Foreign Affairs Minister S Jaishankar accused China and Pakistan of misusing multilateral forums to justify and protect terrorists during an open debate at the United Nations Security Council on Wednesday.
Jaishankar also said the knock-on effects of conflict situations make it clear it can’t be “business as usual” in multilateralism while presiding over the UN Security Council open debate on ‘Maintenance of International Peace and Security: New Orientation for Reformed Multilateralism’.
In the fight against terrorism, even as the world comes together, multilateral platforms are being abused by perpetrators to justify and protect themselves.
His remarks seemed to be a reference to repeated holds and blocks on proposals to blacklist terrorists, especially ones based on Pakistani soil, like Jaish-e-Mohammed chief Masood Azhar, in the UN Security Council’s sanctions committee by veto-wielding permanent members like China.
During an address to the 15-nation Council, Jaishankar said reform was needed. I’m confident the Global South especially shares India’s determination to persevere,” he said.
We’re all aware that the ‘Question of Equitable Representation on and Increase in the Membership of the Security Council has been on the UNGA agenda for well over three decades. In the meantime, the real world has changed dramatically,” he said, while the reform debate has meandered aimlessly.
We’re here for an honest discussion about the effectiveness of multilateral institutions created over 75 years ago,” Jaishankar said. We have to figure out how they can be reformed, especially as the need for reform becomes less and less debatable with each passing year. The open debate, a signature event of India’s Security Council Presidency for the month, included UN Secretary General Antonio Guterres and General Assembly President Csaba Korosi.
As the international system has experienced increasing stresses in recent years, Jaishankar said the call for change has increased.
“On the one hand, they have brought out the inequities and shortcomings of the way the world works today. He also said that they’ve highlighted the need for a larger and deeper collaboration to come up with solutions.
According to Jaishankar, conflict situations have also underscored the need for a more broad-based global governance system.
Recent concerns about food, fertilizer, and fuel security weren’t adequately articulated in the highest decision-making councils. Therefore, much of the world thought their interests didn’t matter. Apparently referencing the Ukraine conflict and its impact on food and fuel security worldwide, he said: “We can’t let that happen again.”.
There’s no better state of affairs when it comes to climate action and climate justice. The relevant issues haven’t been addressed in the appropriate forum, so people are distracted and diverted,” he said.
Many vulnerable countries of the Global South got their first vaccines from beyond their traditional sources during the Covid pandemic. The diversification of global production itself was a recognition of how much the old order had changed.
Each of these examples makes a good point why multilateralism shouldn’t be business as usual, Jaishankar said, “we don’t just need to increase stakeholder engagement, we also need to strengthen multilateralism’s effectiveness and credibility in the eyes of the international community and the public at large. That’s what NORMS stands for – New Orientation for a Reformed Multilateral System.
Developing countries from Latin America, Africa, Asia, and Small Island Developing States should have “credible and continuing representation” on the Security Council, Jaishankar said.
Their future can’t be decided without them. Making the global institutions, including this Council, more accountable, objective, and transparent is also important. This Council would only come under charges of politicization if we didn’t do it,” he said.
The real world has changed dramatically while the debate on reforms has meandered aimlessly. Economic prosperity, technological advances, political influence, and developmental progress show that. In spite of the fact that at every milestone in multilateral diplomacy, the sentiment for reform has been expressed at the highest levels, Jaishankar wondered why the international community wasn’t able to deliver on such a strong desire for change.

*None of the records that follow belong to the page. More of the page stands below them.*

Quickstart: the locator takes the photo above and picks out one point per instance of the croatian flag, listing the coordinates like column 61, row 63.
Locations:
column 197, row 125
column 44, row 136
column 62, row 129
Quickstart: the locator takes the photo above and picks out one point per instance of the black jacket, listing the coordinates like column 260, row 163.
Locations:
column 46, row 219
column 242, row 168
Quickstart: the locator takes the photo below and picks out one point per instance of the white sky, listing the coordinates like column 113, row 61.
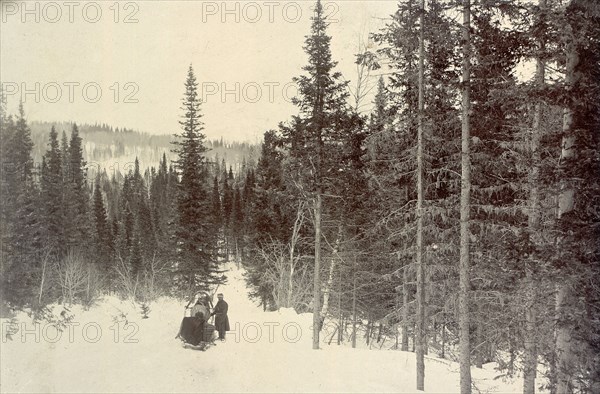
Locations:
column 147, row 60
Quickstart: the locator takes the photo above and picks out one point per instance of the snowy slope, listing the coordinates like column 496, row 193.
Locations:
column 264, row 352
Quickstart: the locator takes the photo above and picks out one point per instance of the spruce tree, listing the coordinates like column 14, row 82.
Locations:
column 52, row 197
column 197, row 242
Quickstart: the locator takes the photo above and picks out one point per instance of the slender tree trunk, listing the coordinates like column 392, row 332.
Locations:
column 295, row 234
column 340, row 316
column 405, row 309
column 329, row 284
column 317, row 278
column 566, row 202
column 443, row 353
column 44, row 264
column 465, row 206
column 530, row 362
column 354, row 313
column 420, row 329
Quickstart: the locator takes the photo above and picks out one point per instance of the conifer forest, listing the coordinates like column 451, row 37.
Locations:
column 446, row 196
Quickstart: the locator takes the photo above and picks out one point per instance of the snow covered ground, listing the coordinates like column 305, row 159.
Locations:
column 110, row 348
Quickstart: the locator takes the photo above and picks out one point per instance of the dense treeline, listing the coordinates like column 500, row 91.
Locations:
column 358, row 219
column 460, row 217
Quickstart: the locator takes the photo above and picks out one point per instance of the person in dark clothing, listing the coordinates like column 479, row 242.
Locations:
column 192, row 327
column 221, row 319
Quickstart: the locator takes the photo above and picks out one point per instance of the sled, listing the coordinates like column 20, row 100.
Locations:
column 203, row 346
column 208, row 340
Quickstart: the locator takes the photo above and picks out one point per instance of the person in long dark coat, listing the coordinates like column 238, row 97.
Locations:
column 221, row 319
column 192, row 327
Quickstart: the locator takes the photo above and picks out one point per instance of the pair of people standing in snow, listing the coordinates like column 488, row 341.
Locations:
column 193, row 327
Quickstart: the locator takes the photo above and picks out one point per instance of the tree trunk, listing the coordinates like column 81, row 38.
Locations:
column 566, row 202
column 332, row 267
column 420, row 324
column 405, row 310
column 340, row 316
column 354, row 313
column 317, row 279
column 530, row 357
column 443, row 352
column 465, row 206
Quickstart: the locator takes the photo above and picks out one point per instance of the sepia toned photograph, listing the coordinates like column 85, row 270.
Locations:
column 310, row 196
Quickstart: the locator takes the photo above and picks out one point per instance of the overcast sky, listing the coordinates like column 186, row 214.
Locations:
column 80, row 61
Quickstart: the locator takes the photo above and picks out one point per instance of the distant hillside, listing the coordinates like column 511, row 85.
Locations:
column 116, row 148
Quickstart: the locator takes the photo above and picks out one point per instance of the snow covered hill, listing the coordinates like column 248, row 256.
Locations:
column 111, row 348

“IGN is a complex process,” he said, referring to the Inter-Governmental Negotiations on UN Security Council reform.
One, it’s the only one in the UN without a deadline. Second, it’s the only one that’s been negotiated without any text. Three, there’s no record keeping so progress can be recognized and carried forward.

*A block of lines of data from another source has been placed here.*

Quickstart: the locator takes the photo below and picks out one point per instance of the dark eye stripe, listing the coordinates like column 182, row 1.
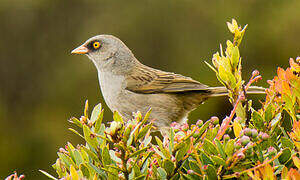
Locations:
column 91, row 45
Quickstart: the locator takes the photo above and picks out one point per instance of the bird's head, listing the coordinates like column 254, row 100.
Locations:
column 107, row 52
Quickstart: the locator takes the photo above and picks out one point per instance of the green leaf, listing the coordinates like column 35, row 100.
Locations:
column 168, row 165
column 210, row 66
column 194, row 165
column 76, row 122
column 240, row 112
column 209, row 147
column 85, row 170
column 257, row 120
column 89, row 137
column 96, row 170
column 147, row 140
column 161, row 147
column 182, row 151
column 229, row 148
column 91, row 154
column 114, row 157
column 205, row 159
column 235, row 57
column 99, row 124
column 78, row 157
column 48, row 175
column 66, row 159
column 117, row 117
column 211, row 172
column 158, row 152
column 138, row 152
column 86, row 107
column 223, row 74
column 285, row 142
column 220, row 148
column 144, row 131
column 285, row 156
column 76, row 132
column 269, row 113
column 202, row 130
column 218, row 160
column 172, row 134
column 106, row 156
column 96, row 113
column 162, row 174
column 146, row 116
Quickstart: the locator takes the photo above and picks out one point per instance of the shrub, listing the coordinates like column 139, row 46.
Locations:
column 262, row 145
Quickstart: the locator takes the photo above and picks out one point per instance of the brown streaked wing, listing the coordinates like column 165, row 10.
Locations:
column 147, row 80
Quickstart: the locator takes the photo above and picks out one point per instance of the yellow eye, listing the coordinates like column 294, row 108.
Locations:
column 96, row 45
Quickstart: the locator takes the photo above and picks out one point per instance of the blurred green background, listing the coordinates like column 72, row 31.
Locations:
column 42, row 84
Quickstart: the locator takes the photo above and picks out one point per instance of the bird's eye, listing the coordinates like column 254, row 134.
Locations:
column 96, row 45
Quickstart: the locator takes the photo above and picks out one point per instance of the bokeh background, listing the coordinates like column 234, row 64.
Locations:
column 42, row 84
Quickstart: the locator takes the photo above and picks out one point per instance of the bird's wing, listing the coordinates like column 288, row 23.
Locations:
column 147, row 80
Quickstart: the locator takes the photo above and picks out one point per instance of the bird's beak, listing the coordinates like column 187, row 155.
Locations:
column 80, row 50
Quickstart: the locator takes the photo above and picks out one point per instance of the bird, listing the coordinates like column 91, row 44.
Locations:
column 129, row 86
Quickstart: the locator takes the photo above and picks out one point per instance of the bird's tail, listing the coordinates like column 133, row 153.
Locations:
column 222, row 91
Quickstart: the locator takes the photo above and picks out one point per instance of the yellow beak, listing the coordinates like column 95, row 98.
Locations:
column 80, row 50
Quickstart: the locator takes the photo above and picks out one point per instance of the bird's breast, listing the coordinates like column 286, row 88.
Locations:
column 112, row 87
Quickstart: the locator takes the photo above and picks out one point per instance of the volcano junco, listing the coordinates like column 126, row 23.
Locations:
column 129, row 86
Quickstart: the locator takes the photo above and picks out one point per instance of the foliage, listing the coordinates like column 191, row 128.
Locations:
column 261, row 145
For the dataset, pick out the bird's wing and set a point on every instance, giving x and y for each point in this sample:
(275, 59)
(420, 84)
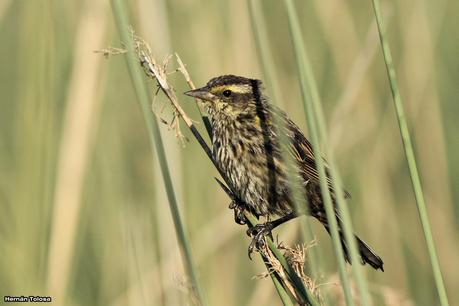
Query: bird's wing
(301, 150)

“It’s not just that.” Some people suggest starting negotiations after consensus is reached. It’s impossible to put the cart before the horse more extreme than that,” he said.
Despite the existence of the Open Ended Working Group on UNSC Reforms for three decades, Jaishankar expressed concern that “we have nothing to show for these reasons.”. There’s a lot of frustration going on. They won’t accept attempts to make piecemeal changes.” He also said the debate will help determine what kind of “United Nations” we want, and what kind of global order reflects contemporary realities.